To me it sounds like a pretty stereotypical Death Archetype. The black cloak and shroud, white face, and feeling of dread. Was there a specific aspect of your waking life that was prevalent in your mind as these events were unfolding? Death Archetypes don't have to be taken as literal death, just impending, likely profound change, possibly something you're worried or even affraid of unfolding.

----------


## Kuro Shiro Kamui

> To me it sounds like a pretty stereotypical Death Archetype. The black cloak and shroud, white face, and feeling of dread. Was there a specific aspect of your waking life that was prevalent in your mind as these events were unfolding? Death Archetypes don't have to be taken as literal death, just impending, likely profound change, possibly something you're worried or even affraid of unfolding.


Well this was before the death of my grandmother, we knew there wasn't much time left. But I wasn't scared of him and I somehow had the feeling that whatever it was wanted to have my soul.

----------


## Achronn

dreams always must be continued in this realm,now search for clues that will enlight this for you,some important news are in for you that will arive,in a few days you will see a bird on your window,do not send it away if its a pigeon,let it fly away alone

----------


## Kuro Shiro Kamui

> dreams always must be continued in this realm,now search for clues that will enlight this for you,some important news are in for you that will arive,in a few days you will see a bird on your window,do not send it away if its a pigeon,let it fly away alone


We don't have pigeons here o.o

----------


## Kuro Shiro Kamui

> To me it sounds like a pretty stereotypical Death Archetype.
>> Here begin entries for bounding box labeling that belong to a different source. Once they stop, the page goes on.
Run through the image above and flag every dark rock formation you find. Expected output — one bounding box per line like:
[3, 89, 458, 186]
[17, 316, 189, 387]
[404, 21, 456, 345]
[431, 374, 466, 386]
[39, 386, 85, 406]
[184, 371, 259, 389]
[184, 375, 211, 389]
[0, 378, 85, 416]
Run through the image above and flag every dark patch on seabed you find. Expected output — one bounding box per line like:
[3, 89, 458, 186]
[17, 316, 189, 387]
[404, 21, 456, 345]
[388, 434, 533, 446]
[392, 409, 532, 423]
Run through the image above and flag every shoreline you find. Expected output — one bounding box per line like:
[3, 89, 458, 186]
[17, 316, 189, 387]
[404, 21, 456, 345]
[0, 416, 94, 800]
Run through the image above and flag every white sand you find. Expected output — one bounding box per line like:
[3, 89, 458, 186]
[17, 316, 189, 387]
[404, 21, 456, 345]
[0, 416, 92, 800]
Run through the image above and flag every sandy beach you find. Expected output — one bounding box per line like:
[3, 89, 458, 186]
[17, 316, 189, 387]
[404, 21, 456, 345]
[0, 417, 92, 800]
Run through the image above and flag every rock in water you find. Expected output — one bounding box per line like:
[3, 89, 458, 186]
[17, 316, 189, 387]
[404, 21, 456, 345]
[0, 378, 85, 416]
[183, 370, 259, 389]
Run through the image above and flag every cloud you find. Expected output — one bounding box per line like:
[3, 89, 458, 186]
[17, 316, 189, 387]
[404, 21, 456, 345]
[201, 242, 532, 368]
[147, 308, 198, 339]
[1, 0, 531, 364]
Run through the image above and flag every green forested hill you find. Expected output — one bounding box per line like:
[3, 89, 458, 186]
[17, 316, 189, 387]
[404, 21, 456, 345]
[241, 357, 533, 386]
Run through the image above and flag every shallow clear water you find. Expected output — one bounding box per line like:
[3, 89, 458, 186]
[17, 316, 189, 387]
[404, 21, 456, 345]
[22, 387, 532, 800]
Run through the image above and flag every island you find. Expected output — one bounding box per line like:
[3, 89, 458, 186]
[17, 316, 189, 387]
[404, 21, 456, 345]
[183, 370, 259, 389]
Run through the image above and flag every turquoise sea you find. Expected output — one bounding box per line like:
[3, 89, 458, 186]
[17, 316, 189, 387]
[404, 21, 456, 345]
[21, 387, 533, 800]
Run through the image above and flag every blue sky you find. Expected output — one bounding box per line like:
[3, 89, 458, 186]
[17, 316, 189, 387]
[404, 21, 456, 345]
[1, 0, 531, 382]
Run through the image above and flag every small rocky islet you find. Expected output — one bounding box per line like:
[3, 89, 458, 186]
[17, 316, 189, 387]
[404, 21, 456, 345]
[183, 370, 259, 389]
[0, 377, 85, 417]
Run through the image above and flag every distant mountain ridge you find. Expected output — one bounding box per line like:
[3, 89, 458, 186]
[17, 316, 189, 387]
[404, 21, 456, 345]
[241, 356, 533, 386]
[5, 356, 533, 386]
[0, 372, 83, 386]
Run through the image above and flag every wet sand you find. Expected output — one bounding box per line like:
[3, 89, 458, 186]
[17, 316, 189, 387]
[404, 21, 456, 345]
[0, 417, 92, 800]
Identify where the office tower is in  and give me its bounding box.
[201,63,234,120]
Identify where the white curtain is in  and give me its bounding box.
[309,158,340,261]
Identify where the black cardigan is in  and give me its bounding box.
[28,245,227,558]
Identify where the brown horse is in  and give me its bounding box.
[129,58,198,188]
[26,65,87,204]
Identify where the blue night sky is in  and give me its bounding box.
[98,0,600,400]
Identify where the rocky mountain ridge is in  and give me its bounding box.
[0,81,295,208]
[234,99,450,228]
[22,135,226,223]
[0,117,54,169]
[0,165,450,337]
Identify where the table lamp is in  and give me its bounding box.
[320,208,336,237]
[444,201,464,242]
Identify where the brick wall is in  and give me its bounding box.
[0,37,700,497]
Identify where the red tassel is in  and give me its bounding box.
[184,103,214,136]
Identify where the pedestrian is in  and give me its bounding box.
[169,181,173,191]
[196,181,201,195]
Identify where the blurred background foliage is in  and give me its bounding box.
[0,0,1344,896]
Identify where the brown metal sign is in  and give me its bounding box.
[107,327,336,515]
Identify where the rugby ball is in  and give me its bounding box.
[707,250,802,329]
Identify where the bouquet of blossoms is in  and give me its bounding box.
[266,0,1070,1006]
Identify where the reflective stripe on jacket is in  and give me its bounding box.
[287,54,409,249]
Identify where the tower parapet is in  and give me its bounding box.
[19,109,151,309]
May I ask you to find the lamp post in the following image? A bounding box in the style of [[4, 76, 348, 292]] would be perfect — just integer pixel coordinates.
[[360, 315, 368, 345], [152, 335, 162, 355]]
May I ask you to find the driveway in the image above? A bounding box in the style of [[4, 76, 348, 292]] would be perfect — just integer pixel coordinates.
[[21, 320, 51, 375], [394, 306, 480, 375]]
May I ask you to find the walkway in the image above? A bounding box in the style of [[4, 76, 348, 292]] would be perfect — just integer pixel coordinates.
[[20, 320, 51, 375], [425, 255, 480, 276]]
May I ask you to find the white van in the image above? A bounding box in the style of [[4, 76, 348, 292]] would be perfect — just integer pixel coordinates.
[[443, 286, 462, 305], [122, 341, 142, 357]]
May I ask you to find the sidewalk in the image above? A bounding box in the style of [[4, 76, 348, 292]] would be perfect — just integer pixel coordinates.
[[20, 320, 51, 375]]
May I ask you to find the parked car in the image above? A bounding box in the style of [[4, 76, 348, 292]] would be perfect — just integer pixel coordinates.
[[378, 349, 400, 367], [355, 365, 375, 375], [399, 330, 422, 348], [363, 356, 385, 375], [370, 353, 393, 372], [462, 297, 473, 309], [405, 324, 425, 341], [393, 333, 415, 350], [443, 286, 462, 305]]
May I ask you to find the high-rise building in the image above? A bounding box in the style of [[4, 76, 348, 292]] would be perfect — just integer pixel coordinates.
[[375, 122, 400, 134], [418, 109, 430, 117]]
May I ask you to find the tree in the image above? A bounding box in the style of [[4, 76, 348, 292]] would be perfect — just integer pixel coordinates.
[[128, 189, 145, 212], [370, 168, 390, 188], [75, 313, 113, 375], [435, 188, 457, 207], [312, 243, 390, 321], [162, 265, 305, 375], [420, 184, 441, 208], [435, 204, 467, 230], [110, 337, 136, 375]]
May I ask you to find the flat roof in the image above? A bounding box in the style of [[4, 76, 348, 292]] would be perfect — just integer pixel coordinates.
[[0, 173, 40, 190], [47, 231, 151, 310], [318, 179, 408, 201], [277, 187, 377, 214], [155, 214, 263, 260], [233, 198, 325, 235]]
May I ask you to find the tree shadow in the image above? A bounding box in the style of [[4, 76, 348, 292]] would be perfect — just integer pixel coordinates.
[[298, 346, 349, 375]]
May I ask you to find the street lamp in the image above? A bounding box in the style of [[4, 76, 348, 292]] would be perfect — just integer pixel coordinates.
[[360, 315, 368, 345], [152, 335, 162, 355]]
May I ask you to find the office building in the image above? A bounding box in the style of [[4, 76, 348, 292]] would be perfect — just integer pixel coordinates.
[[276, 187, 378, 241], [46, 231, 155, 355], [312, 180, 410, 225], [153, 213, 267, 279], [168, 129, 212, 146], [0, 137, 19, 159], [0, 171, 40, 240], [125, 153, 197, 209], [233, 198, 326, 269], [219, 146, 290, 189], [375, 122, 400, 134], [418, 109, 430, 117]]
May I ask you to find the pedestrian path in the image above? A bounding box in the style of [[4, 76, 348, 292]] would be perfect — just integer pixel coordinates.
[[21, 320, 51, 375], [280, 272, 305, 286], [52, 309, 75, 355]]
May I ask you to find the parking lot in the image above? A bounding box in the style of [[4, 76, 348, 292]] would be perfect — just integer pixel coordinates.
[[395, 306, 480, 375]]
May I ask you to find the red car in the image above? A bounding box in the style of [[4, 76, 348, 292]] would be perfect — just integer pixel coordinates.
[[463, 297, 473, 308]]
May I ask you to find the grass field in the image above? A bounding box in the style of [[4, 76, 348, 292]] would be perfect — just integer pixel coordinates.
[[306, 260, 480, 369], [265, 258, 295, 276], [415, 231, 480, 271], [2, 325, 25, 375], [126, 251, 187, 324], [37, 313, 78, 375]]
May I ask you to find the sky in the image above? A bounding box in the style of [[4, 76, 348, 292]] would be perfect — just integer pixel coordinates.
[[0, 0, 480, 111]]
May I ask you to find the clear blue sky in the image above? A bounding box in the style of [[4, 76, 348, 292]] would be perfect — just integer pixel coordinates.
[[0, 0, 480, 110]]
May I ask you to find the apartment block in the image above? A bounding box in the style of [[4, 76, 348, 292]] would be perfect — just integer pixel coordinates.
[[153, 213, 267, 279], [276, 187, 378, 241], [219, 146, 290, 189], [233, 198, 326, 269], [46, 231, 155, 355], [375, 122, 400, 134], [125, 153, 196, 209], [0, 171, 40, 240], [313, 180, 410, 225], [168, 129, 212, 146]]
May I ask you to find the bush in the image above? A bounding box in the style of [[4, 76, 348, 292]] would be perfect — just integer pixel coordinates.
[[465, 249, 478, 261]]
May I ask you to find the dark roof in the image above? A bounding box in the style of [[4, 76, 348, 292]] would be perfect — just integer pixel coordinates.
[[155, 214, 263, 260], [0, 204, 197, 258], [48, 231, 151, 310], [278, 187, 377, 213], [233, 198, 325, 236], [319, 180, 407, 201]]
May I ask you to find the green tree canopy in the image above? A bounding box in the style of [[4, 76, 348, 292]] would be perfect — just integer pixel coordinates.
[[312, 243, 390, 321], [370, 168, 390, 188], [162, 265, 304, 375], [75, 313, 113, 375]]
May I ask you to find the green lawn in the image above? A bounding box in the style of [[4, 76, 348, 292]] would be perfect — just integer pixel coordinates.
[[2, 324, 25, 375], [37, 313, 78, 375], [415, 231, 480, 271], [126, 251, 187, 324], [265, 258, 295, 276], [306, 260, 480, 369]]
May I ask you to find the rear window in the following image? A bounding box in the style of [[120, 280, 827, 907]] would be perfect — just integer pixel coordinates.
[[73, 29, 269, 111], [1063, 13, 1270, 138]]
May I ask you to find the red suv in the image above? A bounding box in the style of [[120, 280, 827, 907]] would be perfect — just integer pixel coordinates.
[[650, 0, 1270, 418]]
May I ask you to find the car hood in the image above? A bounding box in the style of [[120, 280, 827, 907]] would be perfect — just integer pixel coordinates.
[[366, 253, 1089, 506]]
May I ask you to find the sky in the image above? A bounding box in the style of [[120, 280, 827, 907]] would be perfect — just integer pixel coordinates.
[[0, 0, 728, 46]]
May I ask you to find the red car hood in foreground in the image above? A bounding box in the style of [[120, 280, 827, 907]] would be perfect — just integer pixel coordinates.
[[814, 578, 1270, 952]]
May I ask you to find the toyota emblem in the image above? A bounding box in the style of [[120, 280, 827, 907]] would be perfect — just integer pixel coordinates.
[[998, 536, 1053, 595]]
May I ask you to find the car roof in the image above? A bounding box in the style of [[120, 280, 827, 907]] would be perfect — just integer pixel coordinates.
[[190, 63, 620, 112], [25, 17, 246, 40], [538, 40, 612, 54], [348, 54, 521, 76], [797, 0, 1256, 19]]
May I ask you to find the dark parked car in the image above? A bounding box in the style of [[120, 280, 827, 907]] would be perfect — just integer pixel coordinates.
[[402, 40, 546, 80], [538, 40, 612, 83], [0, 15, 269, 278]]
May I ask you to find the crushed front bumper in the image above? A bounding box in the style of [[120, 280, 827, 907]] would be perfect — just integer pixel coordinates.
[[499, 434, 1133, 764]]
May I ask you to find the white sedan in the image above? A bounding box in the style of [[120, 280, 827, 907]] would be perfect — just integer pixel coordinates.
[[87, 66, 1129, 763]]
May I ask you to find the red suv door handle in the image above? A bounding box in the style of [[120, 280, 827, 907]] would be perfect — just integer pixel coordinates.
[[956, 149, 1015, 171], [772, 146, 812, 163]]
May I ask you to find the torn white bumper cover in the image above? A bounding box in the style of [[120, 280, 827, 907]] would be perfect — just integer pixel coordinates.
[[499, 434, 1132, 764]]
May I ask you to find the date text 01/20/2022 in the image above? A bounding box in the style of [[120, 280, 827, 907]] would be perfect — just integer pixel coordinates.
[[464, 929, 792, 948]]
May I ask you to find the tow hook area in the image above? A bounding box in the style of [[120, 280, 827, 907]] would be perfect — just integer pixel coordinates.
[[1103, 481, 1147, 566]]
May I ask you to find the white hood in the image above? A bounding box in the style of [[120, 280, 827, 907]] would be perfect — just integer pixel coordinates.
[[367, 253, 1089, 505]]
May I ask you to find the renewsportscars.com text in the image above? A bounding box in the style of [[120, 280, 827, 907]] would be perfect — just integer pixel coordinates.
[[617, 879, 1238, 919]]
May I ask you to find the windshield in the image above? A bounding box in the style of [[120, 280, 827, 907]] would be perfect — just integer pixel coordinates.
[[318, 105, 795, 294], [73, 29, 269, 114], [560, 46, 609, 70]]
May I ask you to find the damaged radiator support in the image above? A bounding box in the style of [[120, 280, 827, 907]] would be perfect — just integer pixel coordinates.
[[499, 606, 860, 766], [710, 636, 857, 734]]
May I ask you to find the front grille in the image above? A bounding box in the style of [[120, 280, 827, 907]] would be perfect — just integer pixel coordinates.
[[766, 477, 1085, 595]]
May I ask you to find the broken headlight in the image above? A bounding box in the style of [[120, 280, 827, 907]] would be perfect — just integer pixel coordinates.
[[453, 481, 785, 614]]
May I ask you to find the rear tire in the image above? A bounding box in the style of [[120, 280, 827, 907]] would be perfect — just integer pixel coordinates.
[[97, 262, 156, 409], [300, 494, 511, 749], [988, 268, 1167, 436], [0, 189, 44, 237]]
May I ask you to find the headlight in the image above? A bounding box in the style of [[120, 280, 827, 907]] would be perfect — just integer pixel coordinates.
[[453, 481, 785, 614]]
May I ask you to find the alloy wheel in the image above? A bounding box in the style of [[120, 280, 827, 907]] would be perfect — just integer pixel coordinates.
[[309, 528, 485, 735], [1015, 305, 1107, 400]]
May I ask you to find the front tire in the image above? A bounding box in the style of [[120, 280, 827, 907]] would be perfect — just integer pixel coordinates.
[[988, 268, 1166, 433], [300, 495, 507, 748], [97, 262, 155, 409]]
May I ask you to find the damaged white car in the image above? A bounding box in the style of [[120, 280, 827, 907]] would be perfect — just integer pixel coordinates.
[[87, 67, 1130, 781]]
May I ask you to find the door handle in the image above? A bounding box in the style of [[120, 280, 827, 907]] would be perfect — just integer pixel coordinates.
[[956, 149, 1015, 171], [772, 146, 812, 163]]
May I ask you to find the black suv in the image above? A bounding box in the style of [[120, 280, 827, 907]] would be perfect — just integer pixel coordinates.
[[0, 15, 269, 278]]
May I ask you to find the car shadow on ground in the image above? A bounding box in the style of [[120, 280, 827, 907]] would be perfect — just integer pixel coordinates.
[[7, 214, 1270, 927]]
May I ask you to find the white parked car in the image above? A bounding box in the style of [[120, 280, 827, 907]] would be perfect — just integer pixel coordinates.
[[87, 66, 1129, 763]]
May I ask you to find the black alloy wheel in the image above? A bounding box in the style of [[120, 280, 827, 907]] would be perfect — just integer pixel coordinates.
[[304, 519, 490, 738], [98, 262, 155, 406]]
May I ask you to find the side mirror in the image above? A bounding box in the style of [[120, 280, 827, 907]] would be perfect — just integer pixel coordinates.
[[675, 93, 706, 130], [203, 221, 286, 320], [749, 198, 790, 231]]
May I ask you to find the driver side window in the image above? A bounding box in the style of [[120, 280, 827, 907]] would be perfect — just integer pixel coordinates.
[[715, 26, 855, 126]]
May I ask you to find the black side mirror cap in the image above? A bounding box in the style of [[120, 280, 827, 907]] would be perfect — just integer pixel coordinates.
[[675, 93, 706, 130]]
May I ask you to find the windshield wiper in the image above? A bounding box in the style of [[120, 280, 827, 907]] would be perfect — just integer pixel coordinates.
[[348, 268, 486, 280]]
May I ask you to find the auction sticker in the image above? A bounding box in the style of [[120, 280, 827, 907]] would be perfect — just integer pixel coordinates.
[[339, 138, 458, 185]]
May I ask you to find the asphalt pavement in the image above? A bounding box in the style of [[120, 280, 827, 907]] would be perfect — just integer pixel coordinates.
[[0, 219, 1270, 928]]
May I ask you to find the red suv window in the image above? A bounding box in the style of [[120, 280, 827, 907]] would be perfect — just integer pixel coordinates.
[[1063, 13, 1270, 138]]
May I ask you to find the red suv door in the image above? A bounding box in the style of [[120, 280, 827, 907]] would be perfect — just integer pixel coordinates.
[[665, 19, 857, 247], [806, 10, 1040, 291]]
I know it sounds stereotypical and all but I never think of these things, and usually death is a skeleton right? This guy seemed different.

----------


## Light

They are within ourselves, so the answers also are within you.

----------


## devakxes

If you are attacked in your dreams, I suggest going and putting energy into something like a teddy bear or dream catcher with the intent to protect you from bad dreams and entities that mean you harm.

However, Light and Iza are probably correct. Most things in dreams are just representations of characteristics of ourselves. Sometimes it is a dream of the future but normally by dwelling on such a dream, we end up making it come true.

----------


## Kuro Shiro Kamui

> If you are attacked in your dreams, I suggest going and putting energy into something like a teddy bear or dream catcher with the intent to protect you from bad dreams and entities that mean you harm.
> 
> However, Light and Iza are probably correct. Most things in dreams are just representations of characteristics of ourselves. Sometimes it is a dream of the future but normally by dwelling on such a dream, we end up making it come true.


The problem is not that I was scared or attacked. But more that I... fell in love with him and... I don't know what to do now.

----------


## Vman996

I say dont watch any more horror films before bed time...and stay off the cheese also!!!

----------


## Kuro Shiro Kamui

> I say dont watch any more horror films before bed time...and stay off the cheese also!!!


lmao. But he wasn't scary XD I wanted to cuddle him =o

----------